Dans un système fermé, rien ne se crée, tout se transforme", décrétait il y a plus de deux siècles Antoine de Lavoisier, l’un des pères de la chimie moderne. Le batteur Cyril Atef et le violoncelliste Vincent Segal, les deux alchimistes de Bumcello, ont repris cette loi à leur compte. Ils en ont simplement modifié les termes : depuis une bonne dizaine d’années, au gré de concerts explosifs et d’albums éclatés, ils ne cessent de démontrer que, "dans une musique ouverte, tout se crée et se transforme à la fois". Méprisant les règles du commerce, qui ne jure le plus souvent que par la spécialisation du goût, ils ont bâti un labo expérimental étendu aux proportions d’un immense terrain de jeu.
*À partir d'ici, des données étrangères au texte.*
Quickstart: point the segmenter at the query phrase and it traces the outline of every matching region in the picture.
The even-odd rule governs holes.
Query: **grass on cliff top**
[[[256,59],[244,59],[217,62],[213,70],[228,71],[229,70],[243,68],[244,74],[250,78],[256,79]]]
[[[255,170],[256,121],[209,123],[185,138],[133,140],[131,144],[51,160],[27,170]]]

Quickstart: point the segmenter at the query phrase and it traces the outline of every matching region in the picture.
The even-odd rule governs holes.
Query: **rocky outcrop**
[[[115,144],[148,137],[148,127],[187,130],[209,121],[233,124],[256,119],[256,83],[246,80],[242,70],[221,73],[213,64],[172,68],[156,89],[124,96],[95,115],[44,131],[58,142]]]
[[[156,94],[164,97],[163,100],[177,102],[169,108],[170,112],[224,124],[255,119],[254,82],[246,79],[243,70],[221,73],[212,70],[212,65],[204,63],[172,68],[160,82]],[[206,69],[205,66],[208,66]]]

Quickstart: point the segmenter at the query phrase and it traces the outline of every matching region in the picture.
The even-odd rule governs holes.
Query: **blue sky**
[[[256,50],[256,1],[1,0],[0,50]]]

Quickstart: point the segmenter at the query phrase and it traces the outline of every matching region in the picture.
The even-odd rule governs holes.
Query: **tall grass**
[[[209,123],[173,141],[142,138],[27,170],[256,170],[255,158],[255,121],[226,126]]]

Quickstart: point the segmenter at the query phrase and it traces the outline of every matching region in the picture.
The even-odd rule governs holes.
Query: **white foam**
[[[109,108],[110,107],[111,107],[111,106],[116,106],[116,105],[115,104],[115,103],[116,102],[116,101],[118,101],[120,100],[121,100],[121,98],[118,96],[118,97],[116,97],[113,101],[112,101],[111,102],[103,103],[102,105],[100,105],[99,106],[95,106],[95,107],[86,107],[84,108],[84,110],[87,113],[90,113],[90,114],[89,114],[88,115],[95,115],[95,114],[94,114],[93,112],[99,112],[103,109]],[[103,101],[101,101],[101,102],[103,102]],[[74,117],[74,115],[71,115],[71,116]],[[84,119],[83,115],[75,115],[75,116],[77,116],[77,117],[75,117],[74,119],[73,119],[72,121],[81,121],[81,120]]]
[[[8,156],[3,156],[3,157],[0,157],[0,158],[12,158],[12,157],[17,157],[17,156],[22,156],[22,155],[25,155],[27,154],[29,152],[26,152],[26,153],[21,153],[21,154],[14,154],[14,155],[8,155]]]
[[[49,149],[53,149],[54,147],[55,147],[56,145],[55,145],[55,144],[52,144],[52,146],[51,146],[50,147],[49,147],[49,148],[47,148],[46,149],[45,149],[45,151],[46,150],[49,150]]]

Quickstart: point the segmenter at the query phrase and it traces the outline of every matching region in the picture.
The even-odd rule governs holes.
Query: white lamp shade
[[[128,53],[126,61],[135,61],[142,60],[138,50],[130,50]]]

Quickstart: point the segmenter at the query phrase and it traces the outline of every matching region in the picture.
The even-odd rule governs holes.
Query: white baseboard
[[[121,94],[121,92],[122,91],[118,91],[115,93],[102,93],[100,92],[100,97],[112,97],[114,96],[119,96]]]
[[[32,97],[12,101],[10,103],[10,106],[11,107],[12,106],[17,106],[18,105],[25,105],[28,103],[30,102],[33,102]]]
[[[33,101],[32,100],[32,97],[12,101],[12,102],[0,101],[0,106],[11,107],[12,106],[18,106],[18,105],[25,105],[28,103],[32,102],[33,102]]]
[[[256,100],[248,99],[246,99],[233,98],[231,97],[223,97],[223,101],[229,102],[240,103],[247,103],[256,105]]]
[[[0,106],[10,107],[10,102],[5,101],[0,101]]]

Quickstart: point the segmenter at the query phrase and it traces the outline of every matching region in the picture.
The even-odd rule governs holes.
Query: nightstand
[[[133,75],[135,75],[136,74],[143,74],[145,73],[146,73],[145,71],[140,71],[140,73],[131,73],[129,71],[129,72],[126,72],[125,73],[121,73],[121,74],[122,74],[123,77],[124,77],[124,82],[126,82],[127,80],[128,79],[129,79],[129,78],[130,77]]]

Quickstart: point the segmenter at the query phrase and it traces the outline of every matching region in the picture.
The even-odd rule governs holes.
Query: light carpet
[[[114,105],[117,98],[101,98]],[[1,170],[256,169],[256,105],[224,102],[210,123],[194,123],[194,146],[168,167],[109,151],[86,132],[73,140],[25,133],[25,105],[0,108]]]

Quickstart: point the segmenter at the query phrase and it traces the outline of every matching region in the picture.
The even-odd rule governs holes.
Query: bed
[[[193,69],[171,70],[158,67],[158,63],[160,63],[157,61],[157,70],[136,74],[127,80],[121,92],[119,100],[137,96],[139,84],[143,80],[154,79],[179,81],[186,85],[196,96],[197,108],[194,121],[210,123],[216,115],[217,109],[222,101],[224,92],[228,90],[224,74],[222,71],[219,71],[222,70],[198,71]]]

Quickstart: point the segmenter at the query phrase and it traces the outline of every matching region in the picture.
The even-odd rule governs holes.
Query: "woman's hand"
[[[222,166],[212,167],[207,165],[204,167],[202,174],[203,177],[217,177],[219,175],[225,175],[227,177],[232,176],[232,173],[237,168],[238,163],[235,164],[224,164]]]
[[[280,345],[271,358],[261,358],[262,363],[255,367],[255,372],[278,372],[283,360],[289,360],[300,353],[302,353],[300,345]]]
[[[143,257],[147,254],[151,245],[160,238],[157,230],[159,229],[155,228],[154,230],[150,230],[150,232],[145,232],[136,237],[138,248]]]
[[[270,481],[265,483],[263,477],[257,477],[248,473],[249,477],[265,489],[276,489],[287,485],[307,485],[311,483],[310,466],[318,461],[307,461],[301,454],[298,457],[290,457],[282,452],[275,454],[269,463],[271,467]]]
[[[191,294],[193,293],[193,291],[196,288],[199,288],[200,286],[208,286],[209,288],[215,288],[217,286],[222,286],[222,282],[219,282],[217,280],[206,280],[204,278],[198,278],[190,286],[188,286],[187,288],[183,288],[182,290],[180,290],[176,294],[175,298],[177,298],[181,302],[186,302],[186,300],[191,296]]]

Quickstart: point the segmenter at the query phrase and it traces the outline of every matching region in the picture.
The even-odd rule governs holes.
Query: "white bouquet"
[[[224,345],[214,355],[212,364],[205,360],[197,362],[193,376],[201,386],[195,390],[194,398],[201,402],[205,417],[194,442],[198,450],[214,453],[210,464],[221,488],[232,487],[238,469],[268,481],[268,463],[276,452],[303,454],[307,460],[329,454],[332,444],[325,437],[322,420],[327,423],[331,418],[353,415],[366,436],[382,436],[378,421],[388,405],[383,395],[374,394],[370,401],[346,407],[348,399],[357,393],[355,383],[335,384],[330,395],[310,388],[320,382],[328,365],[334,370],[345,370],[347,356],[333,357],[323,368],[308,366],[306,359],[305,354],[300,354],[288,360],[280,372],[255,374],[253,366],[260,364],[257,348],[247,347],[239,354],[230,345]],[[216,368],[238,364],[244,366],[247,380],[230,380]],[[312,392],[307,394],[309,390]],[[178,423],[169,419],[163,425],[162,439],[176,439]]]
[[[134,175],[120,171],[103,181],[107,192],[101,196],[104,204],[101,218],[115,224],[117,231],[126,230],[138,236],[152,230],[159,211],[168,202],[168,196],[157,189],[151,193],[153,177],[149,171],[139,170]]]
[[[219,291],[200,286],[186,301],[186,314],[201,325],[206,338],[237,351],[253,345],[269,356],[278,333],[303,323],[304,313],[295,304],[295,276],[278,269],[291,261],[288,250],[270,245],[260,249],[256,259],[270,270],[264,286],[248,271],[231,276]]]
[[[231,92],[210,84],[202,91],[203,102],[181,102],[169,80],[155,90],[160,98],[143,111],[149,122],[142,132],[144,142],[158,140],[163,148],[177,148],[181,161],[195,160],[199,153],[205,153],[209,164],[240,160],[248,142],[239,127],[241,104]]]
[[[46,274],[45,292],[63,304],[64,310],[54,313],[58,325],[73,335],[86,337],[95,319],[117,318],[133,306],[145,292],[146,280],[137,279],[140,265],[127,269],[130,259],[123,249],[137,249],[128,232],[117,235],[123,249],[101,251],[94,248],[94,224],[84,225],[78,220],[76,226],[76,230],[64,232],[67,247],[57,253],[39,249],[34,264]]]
Electrons libres depuis toujours, capables de s’illustrer dans le rock, le jazz, l’electro, les musiques africaines, indiennes, orientales ou brésiliennes, le funk, le hip-hop, la chanson ou le classique, ils s’amusent à agiter et à malaxer tout ce qui leur passe par la tête, entre les oreilles et dans les mains : sons d’ici et d’ailleurs, langages d’hier et d’aujourd’hui, gestes spontanés et pensées mûries. Loin des musiques de synthèse artificielles qui font l’ordinaire de la fusion ou de la world, leur art en mouvement n’est pas le fruit de calculs malins ni de formules juteuses. Basé sur l’improvisation, il célèbre dans la vérité du premier jet les étonnantes métamorphoses de la matière musicale, rendues possibles par l’infinie souplesse de l’esprit humain. Ecouter Bumcello, c’est assister à la débauche créative d’un duo qui a choisi de s’abandonner à la joie simple et féroce de jouer sans entraves.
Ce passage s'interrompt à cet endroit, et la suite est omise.